DUTCH TREAT
The Last Vermeer is a brainy thriller that poses questions worth exploring
Set in Amsterdam mere weeks after the end of the Second World War — as Nazi collaborators are being rooted out and executed by firing squad in the streets — The Last Vermeer tells the engrossing true story of the Dutch painter, bon vivant and art forger Han van Meegeren. Played by Guy Pearce, with a light yet crackling intensity that seems to jump off his skin like static electricity — or like his elaborately groomed eyebrows, which convey a state of perpetual surprise/superiority — van Meegeren quickly falls under the suspicion of Joseph Piller (Claes Bang), a Jewish former member of the Resistance now working for the Allied provisional government.

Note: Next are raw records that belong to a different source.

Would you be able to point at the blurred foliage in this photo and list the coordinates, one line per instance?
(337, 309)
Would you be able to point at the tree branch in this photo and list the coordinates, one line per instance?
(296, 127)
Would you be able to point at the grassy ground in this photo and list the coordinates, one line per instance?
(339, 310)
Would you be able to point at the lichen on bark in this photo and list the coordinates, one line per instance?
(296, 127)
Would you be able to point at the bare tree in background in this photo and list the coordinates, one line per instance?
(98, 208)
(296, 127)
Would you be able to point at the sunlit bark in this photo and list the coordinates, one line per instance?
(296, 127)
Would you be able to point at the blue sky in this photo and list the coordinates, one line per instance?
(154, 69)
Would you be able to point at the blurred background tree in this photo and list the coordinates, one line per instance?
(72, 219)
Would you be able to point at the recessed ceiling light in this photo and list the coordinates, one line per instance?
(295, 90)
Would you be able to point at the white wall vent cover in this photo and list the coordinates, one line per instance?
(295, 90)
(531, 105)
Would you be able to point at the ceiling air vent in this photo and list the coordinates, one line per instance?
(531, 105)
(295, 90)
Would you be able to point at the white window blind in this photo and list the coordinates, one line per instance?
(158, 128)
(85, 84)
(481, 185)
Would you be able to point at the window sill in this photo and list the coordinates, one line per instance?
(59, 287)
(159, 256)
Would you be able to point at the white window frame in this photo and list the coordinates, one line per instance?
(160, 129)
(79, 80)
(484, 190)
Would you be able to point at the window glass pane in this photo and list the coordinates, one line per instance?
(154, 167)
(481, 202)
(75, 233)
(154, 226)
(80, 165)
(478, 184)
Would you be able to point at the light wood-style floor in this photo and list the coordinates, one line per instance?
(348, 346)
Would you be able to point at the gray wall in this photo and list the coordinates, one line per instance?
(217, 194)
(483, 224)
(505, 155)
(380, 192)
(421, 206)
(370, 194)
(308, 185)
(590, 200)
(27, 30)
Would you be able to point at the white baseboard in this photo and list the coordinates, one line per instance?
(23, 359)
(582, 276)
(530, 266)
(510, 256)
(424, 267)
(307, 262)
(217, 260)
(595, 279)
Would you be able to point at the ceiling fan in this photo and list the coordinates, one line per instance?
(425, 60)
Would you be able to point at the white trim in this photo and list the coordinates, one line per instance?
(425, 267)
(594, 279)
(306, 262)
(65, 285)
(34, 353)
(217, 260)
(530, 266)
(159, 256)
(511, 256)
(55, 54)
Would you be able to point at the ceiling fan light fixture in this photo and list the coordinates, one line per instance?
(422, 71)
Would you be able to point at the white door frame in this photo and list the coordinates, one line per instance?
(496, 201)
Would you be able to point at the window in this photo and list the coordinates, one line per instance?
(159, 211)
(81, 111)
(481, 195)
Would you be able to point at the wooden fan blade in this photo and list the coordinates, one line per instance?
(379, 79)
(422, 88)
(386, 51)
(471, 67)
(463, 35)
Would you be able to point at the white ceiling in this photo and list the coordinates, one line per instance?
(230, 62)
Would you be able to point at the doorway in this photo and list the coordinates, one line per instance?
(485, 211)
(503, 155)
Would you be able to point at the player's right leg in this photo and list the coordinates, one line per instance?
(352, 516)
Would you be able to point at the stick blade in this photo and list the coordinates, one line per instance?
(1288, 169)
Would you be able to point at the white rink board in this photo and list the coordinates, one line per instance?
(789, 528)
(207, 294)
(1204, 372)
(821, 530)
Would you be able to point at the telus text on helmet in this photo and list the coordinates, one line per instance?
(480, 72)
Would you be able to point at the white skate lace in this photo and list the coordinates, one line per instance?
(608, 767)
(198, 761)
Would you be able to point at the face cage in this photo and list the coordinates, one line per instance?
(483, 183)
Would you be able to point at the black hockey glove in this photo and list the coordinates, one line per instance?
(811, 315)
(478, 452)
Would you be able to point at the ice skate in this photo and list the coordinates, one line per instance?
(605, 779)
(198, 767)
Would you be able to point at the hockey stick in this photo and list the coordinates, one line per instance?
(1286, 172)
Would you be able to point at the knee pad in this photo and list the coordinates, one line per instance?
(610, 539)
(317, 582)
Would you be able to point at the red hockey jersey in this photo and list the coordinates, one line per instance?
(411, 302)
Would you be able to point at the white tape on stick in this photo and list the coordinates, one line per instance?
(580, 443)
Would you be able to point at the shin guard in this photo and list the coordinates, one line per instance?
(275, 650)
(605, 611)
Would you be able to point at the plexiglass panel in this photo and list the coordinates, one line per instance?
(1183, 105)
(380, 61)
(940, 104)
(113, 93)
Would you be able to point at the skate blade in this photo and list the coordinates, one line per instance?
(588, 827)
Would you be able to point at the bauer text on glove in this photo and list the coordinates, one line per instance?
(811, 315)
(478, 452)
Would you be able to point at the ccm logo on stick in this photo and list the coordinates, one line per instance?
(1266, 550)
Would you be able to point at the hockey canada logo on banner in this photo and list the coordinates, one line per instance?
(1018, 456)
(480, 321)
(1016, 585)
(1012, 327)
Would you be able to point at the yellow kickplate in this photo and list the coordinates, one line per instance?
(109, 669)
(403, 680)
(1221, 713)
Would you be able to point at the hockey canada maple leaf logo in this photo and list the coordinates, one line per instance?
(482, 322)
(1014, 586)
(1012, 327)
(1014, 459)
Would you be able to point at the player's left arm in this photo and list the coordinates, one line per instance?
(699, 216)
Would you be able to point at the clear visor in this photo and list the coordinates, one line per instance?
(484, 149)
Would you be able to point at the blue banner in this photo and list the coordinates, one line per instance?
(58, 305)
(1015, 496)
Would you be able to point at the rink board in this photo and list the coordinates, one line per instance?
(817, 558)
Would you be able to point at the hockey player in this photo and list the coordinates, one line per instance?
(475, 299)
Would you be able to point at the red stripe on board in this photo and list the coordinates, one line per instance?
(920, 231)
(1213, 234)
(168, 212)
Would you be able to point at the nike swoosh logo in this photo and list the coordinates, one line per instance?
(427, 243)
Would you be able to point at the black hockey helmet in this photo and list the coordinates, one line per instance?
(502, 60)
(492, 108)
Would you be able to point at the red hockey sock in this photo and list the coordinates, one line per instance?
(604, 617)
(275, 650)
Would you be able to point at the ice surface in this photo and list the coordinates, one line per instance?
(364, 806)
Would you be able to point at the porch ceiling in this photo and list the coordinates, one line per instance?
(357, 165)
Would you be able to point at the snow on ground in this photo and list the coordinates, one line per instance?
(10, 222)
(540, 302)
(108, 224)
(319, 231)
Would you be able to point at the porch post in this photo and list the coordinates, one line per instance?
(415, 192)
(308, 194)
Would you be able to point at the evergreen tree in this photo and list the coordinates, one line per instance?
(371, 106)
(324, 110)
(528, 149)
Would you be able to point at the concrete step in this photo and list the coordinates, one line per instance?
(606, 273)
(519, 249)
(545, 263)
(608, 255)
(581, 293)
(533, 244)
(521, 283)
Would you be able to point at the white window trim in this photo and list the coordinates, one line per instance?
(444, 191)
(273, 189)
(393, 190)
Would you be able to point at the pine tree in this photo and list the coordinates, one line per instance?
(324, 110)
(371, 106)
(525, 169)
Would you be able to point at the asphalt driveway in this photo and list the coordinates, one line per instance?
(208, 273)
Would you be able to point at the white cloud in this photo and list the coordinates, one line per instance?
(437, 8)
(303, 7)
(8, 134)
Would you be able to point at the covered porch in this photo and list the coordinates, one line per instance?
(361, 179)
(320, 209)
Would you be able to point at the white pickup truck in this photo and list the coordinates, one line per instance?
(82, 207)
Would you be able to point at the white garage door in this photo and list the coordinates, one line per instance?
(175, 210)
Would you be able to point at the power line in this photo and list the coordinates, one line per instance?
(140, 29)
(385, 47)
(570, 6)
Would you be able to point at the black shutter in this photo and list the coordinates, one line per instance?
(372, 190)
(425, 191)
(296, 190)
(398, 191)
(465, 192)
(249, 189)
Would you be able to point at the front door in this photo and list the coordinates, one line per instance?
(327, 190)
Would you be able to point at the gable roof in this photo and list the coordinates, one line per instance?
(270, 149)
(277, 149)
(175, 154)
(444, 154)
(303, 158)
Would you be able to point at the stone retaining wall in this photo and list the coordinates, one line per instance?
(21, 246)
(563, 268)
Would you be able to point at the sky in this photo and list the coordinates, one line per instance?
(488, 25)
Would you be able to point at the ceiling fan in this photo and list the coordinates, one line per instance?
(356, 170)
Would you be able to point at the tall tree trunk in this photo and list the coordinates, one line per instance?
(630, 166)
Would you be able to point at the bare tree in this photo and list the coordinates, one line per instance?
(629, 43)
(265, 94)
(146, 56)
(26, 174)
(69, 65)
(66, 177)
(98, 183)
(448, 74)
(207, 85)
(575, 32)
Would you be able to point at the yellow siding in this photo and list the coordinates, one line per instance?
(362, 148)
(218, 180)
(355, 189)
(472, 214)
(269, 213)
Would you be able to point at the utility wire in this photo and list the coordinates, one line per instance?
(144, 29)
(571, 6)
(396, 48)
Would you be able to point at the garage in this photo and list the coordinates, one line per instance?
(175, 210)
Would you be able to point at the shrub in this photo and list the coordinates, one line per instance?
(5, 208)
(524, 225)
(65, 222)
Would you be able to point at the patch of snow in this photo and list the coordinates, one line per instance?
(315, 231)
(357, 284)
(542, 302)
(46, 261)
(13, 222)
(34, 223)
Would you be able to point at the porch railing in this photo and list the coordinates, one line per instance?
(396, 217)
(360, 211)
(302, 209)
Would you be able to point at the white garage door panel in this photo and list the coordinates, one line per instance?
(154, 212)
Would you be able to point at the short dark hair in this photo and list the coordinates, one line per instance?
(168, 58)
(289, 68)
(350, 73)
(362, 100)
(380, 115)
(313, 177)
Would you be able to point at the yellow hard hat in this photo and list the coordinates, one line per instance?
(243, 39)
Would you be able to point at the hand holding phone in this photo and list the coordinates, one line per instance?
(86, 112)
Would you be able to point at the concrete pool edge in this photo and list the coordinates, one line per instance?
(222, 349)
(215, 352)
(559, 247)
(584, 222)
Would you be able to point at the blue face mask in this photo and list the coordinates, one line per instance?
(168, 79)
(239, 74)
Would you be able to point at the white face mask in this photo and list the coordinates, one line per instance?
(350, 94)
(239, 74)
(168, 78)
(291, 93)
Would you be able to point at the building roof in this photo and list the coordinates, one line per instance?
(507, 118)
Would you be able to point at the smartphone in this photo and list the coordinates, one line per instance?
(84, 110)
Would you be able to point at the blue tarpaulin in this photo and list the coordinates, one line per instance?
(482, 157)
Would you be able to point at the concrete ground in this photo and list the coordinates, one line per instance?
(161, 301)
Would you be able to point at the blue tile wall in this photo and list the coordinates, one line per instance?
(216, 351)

Piller's task: to find out who sold Hermann Goering a painting by Johannes Vermeer called Christ and the Adulteress for the sum of 1.6 million guilders.
If a Dutch national treasure was, perhaps, stolen and transferred to the enemy, that's not good.
The trail leads to van Meegeren, but the painter — who seems to have made it through the war while cultivating a lavish lifestyle — professes innocence of the collaboration charge, while maintaining a cagey vagueness about why and how. (He also appears to have hobnobbed with Nazis, although he professes to despise them.) There are some suspenseful early scenes, as Piller manoeuvres to hang onto his “big fish” after agents from the Dutch Ministry of Justice also get their hooks in van Meergren — who they are ready to railroad — but this is a fairly cerebral thriller.
At least for the first two acts it is.
Capably filmed by billionaire producer turned director Dan Friedkin, making his feature debut, Vermeer chews on some decent food for thought: most notably the idea of moral ambiguity and the compromises one sometimes makes in wartime to survive. It's only in the film's final half-hour when Vermeer turns into a more conventional courtroom drama — one whose facts are unnecessarily juiced up for the screen by writers John Orloff, James McGee, Mark Fergus and Hawk Ostby, loosely adapting Jonathan Lopez's book The Man Who Made Vermeers.
The title alone of Lopez's book gives away a substantial chunk of story here. Still, the details of Vermeer's tale — in which Piller evolves from van Meegeren's adversary to his chief advocate — are still worth hearing out, especially if you're interested in art history and a narrative that gently probes such ideas as imitation and authorship.
Where did Christ and the Adulteress come from, when it was only authenticated in the 20th century as a canvas by Vermeer
(whose known works number only 30 or so)? And what does it say about talent that a critically reviled, third-rate artist like van Meegeren might have painted it?
Those questions are worth asking, but they're not the most provocative ones in The Last Vermeer. It's the film's exploration of the ethical bartering conducted by van Meegeren — not his expertise as a copyist or his skill as a swindler — that linger after the closing credits.